Former SEC Enforcement Lawyer Outlines Expected New Bitcoin Enforcement As Cryptocurrency Surges In Valuebr>
With the value of Bitcoin surging recently, some market observers expect fresh focus on fraud and investor deception, especially with new enforcement chiefs coming to the SEC and CFTC.
Below are comments from former SEC attorney Ashley Ebersole, an experienced securities enforcement partner in Washington with Bryan Cave Leighton Paisner, for some perspective on how new regulatory leadership will likely affect the cryptocurrency markets
“The much-publicized Bitcoin price increases are attracting a broader swath of investors to take a look at whether they should open a position in Bitcoin. Part is due to the uptick in large investment advisers recommending that a modest Bitcoin allocation is good portfolio management, part is the flurry of news lately around major institutions who are themselves investing in Bitcoin or developing Bitcoin-based products, and part is investor FOMO – the fear of missing out.”

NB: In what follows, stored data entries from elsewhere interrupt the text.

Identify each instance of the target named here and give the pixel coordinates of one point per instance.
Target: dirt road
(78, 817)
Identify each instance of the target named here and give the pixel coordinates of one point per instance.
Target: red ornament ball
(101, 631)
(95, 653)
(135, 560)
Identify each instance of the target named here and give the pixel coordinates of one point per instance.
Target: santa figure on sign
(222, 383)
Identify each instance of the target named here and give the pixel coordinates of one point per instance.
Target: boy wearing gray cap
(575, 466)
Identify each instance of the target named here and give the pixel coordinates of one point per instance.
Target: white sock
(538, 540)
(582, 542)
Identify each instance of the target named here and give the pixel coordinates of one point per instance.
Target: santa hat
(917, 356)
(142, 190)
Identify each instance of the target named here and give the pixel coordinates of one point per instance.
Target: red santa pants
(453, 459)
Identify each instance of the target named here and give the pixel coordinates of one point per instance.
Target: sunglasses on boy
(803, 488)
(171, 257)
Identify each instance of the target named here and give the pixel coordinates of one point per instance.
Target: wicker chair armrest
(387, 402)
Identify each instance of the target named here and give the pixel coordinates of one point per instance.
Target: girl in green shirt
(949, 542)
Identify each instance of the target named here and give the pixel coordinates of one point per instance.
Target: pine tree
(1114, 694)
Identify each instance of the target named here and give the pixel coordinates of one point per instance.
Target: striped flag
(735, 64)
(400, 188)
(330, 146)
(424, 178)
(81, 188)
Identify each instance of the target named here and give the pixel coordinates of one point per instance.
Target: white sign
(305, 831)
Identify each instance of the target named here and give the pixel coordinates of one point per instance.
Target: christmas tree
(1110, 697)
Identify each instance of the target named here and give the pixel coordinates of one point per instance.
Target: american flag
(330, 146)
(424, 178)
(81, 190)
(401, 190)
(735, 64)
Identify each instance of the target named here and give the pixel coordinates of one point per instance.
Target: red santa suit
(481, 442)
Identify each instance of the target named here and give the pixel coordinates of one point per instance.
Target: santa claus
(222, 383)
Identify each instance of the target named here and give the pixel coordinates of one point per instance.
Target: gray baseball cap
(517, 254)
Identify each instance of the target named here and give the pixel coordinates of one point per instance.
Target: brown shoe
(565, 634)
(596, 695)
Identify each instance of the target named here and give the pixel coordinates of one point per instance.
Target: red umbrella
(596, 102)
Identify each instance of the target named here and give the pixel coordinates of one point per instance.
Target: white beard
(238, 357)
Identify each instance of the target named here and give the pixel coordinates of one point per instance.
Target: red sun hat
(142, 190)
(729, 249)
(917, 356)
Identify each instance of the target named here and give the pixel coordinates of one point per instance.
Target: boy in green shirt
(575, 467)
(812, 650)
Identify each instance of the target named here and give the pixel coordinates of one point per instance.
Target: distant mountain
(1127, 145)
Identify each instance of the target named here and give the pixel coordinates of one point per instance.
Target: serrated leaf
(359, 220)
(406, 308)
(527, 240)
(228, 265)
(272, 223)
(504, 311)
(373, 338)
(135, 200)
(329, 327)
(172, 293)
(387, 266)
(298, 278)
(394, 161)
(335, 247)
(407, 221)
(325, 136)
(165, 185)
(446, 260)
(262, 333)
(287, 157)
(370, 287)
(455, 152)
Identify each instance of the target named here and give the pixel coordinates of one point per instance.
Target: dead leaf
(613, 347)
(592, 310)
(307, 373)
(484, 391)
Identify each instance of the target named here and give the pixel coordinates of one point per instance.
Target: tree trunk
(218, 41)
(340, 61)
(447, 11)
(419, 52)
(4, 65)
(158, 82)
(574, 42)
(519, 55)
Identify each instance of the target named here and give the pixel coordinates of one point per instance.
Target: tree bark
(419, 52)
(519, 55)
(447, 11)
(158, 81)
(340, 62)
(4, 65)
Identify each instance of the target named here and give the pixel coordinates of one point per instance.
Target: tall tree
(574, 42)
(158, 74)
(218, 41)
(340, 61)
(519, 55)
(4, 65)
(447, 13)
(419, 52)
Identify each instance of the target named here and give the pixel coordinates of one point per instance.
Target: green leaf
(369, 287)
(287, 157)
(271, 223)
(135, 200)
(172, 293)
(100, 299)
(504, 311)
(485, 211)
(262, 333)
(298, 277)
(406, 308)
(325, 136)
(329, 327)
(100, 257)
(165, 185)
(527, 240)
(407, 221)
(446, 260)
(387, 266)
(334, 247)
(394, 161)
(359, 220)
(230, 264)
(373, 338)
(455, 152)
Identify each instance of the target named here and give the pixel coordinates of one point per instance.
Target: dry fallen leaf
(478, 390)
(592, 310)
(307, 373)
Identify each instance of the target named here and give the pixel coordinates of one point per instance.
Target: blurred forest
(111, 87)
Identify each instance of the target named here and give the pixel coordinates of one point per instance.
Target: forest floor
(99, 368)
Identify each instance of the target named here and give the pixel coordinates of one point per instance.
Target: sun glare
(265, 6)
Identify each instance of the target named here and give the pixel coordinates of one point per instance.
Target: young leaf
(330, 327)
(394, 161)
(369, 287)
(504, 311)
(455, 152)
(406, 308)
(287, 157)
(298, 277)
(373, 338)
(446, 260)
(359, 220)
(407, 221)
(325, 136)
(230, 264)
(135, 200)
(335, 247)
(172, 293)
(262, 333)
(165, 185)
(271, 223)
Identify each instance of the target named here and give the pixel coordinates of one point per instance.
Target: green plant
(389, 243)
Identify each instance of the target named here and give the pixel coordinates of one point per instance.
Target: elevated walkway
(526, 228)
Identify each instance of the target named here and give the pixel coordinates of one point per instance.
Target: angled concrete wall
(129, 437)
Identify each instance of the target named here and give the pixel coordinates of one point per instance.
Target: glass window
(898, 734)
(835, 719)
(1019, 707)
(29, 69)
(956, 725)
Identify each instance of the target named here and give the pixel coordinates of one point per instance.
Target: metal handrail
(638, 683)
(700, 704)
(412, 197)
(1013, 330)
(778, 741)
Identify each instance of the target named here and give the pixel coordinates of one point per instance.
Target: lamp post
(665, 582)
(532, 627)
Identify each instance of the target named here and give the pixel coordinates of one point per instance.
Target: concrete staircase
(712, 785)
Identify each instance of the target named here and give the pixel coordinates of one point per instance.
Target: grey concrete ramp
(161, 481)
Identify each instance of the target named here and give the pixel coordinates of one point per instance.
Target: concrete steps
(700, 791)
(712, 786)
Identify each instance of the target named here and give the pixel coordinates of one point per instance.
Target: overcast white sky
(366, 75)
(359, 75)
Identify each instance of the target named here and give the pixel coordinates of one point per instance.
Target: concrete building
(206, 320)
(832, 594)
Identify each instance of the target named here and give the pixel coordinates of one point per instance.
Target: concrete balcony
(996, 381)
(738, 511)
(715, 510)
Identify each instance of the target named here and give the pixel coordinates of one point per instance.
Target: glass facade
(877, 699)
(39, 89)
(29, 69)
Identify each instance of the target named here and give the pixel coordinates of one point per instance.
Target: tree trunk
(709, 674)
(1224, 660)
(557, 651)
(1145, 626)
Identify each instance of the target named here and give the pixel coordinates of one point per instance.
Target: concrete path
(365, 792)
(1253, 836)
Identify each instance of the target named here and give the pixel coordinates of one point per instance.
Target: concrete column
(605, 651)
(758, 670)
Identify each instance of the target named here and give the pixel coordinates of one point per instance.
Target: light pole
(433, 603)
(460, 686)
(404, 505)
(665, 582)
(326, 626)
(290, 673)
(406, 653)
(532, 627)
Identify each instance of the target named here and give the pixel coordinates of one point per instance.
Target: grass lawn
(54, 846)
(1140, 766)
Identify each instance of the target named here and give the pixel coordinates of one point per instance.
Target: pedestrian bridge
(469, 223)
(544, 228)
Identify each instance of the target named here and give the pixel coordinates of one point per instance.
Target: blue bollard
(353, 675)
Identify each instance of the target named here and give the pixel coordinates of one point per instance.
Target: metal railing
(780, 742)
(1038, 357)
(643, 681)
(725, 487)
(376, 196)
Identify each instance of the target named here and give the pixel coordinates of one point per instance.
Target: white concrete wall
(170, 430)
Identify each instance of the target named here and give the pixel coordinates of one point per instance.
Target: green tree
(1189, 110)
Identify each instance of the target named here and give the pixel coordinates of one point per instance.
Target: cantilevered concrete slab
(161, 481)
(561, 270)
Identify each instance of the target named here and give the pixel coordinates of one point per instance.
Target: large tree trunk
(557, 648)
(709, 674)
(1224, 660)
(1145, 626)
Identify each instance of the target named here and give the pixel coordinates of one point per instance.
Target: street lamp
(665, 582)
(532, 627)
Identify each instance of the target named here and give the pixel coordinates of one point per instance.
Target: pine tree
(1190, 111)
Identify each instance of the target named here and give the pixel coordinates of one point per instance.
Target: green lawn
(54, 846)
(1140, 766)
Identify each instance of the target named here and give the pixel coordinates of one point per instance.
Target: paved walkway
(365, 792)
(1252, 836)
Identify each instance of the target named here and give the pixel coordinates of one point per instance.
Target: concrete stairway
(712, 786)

He adds that the recent mainstreaming of Bitcoin – with more trading platforms and prominent investors buying up assets than the last run-up in 2017 – will probably heighten regulatory oversight:
“Regardless of the reason for the increase, it’s making the Bitcoin space look more and more like a traditional asset space from an investor-protection and enforcement perspective. Key differences are that investors may be less informed about what they’re actually buying, or they may be transacting with new providers with whom they have no history. Both provide potential scenarios for the SEC and CFTC to take action if investors are threatened or harmed.”
During his tenure at the SEC, Ebersole played lead roles in all aspects of agency investigations and litigation impacting US securities laws. He was a longtime member of the SEC’s cross-division working groups, helping shape the agency’s response to emerging technologies, including the Dark Web Working Group and Distributed Ledger Technology Working Group.
Ebersole said that world of decentralized finance – so-called DeFi – will be watching the SEC’s moves closely, as well as how the current market surge plays out.
“Many in the DeFi community take the view that they are sufficiently different from traditional financial services providers that they fall outside of existing regulation. But looking to the lessons of digital assets and cryptocurrency, they would be better served to recognize that regulators will find a way to oversee them, and the road will be easier if they take modest steps now.”
What will the new administration do? Ebersole thinks whoever takes over the SEC will exert a heavier hand on fintech and digital assets:
“Outgoing SEC Chair Jay Clayton has done much good for retail investors, but that has, at times, led him to take a cautious approach to digital assets and new technologies. With a new SEC Chair, particularly some of the crypto-friendly potential nominees rumored to be under consideration, could we see a new, regulated era for digital assets? Could Commissioner Heather Peirce’s safe harbor plan actually gain traction?”
At BCLP, Mr. Ebersole advises companies and executives in crisis mode, including matters involving financial disclosures. He regularly helps clients respond to government regulators and enforcement agencies.
He previously worked as an investment banker with Salomon Smith Barney and was an executive of an internet content company.